Thursday, August 16, 2012

Guitar Magick



A friend, let us call him The Animated Man, shared this link to Captain Beefheart's 10 Commandments of Guitar Playing. It's intriguing in itself, even if, as one sourpuss in the comments there remarks, the Captain was not much of a guitar player himself. It's also a prompt to clear up a misapprehension about the indisputably excellent guitarist, Robert Johnson.

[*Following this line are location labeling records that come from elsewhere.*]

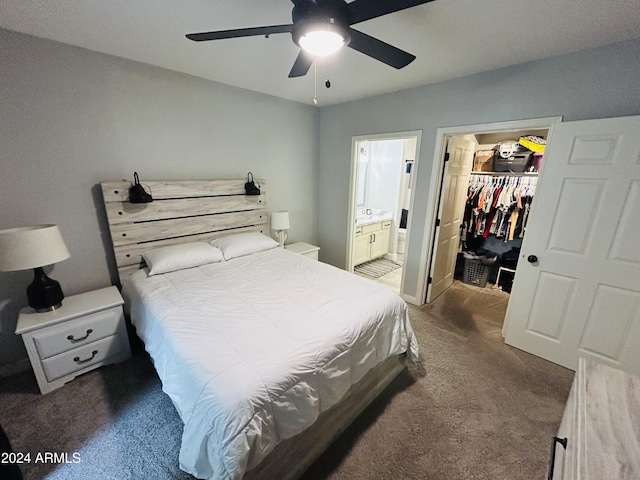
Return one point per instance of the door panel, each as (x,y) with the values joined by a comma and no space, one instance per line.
(582,296)
(454,190)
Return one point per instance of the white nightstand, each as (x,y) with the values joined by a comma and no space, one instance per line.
(88,331)
(305,249)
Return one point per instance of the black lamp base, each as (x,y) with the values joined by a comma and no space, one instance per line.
(44,294)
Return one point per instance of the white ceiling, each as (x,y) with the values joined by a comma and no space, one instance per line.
(450,38)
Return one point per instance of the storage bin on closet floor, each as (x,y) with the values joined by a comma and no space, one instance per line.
(475,272)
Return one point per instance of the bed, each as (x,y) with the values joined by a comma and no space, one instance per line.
(267,355)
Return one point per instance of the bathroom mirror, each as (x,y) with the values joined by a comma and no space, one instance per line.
(363,174)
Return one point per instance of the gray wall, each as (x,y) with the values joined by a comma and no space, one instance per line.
(589,84)
(71,118)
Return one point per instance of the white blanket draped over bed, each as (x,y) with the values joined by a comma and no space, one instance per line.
(253,349)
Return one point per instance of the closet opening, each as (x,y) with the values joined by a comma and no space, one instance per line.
(487,179)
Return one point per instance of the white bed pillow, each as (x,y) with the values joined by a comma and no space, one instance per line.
(180,256)
(240,244)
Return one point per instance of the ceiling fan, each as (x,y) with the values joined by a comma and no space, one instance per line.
(321,27)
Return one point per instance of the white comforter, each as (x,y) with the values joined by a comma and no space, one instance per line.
(253,349)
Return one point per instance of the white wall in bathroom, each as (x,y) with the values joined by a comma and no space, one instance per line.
(385,169)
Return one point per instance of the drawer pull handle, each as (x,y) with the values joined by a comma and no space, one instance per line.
(76,340)
(561,441)
(80,362)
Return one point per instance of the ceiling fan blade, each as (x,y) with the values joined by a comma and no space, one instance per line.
(239,32)
(301,66)
(379,50)
(361,10)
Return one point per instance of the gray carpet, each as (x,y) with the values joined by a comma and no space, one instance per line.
(472,408)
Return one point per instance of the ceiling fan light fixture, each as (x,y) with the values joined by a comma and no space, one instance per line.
(322,43)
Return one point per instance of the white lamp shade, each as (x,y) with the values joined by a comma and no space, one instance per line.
(23,248)
(280,220)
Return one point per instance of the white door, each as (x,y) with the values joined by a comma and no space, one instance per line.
(581,296)
(455,183)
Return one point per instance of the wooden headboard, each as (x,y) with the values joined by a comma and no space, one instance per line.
(181,211)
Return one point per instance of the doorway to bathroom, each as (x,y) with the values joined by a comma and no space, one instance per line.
(382,179)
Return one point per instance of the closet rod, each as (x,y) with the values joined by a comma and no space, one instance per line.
(507,174)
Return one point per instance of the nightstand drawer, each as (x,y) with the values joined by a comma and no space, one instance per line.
(83,357)
(61,338)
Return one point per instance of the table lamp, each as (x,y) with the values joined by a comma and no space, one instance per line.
(34,247)
(280,223)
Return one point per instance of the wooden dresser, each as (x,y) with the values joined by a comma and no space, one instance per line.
(600,427)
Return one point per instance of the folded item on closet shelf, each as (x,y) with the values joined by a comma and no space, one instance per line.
(533,143)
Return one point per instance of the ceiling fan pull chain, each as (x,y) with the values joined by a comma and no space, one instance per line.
(315,82)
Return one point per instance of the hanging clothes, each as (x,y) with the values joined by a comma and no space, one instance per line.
(498,205)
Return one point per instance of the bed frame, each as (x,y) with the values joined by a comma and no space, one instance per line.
(203,210)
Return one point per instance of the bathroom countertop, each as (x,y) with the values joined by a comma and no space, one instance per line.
(375,218)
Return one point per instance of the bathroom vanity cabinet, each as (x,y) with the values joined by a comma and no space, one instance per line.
(372,241)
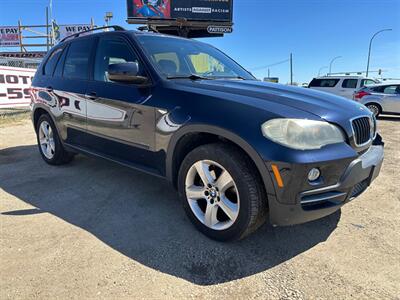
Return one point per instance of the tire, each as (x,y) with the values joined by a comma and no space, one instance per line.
(375,109)
(50,146)
(239,208)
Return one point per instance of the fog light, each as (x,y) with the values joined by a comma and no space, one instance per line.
(313,174)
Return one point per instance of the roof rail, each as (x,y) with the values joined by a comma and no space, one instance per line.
(115,27)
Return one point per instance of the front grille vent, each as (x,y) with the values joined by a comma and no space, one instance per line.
(362,130)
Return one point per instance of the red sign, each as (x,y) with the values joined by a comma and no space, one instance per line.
(9,36)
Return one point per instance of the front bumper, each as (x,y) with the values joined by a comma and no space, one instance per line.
(317,202)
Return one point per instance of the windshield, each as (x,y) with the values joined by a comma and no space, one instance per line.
(181,58)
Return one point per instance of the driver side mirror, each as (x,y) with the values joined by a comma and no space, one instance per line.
(126,73)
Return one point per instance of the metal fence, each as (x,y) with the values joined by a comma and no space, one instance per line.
(30,63)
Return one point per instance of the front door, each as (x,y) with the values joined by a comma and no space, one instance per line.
(119,122)
(348,88)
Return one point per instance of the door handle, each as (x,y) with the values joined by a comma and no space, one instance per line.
(91,96)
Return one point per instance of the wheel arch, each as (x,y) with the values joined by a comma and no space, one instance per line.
(177,151)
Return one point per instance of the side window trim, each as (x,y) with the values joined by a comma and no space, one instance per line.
(48,59)
(61,60)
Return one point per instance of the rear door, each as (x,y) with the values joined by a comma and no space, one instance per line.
(65,76)
(119,122)
(328,85)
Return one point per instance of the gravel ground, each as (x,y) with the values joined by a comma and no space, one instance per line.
(93,229)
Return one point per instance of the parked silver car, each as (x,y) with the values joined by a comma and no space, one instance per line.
(380,98)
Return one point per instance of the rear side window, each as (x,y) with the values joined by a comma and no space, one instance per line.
(52,62)
(386,89)
(327,82)
(349,83)
(77,61)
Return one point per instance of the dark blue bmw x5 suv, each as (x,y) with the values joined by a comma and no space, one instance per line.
(238,150)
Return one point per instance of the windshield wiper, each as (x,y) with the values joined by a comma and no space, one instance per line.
(191,77)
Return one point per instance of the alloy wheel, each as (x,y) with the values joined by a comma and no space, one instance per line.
(374,109)
(212,194)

I don't buy Captain Beefheart's anti-thinking commandment in it's entirety. I find music theory quite helpful myself. It's sort of like walking backwards: at least you know where you've been. But the joy of guitar is playing is when the fingers find the frets themselves and all the mind has to do is listen, or that's the joy for me, I like that state of being in general, maybe not everybody does.
When the mind is in the audience rather than on the podium with a conductor's baton all sorts of interesting questions about consciousness come in to play. I find Captain Beefheart's magickal approach refreshing.
Your guitar is not really a guitar Your guitar is a divining rod. Use it to find spirits in the other world and bring them over. A guitar is also a fishing rod. If you're good, you'll land a big one.
Not that I'm buying all of this in its entirety either.
 Old Delta blues players referred to guitar amplifiers as the "devil box." And they were right. You have to be an equal opportunity employer in terms of who you're bringing over from the other side. Electricity attracts devils and demons. Other instruments attract other spirits. An acoustic guitar attracts Casper. A mandolin attracts Wendy. But an electric guitar attracts Beelzebub.
 This seems to me to draw on the old Robert Johnson mythology, which is misunderstood. In the unlikely event that you have never heard the story: it is said the Robert Johnson sold his soul to the devil at a crossroads at midnight in exchange for his talent.
Robert Johnson was a mysterious fellow. Just for a start he seems to have ended up with two graves. We can factor the devil out of the equation, however. Someone from Louisiana, who knows  her folklore and her culture well once explained to me the origins of the myth. What Robert Johnson was supposed to have picked up, if he ever did, was a crossroads spirit. In the culture there is nothing necessarily satanic about these entities, they are just helper spirits, and the crossroads at midnight happens to be the craigslist of the spirit world. I am sure that Evangelical Christians do not endorse the practice (I'm not endorsing it myself) but a helper spirit is a long way from cutting a deal with Old Nick in person.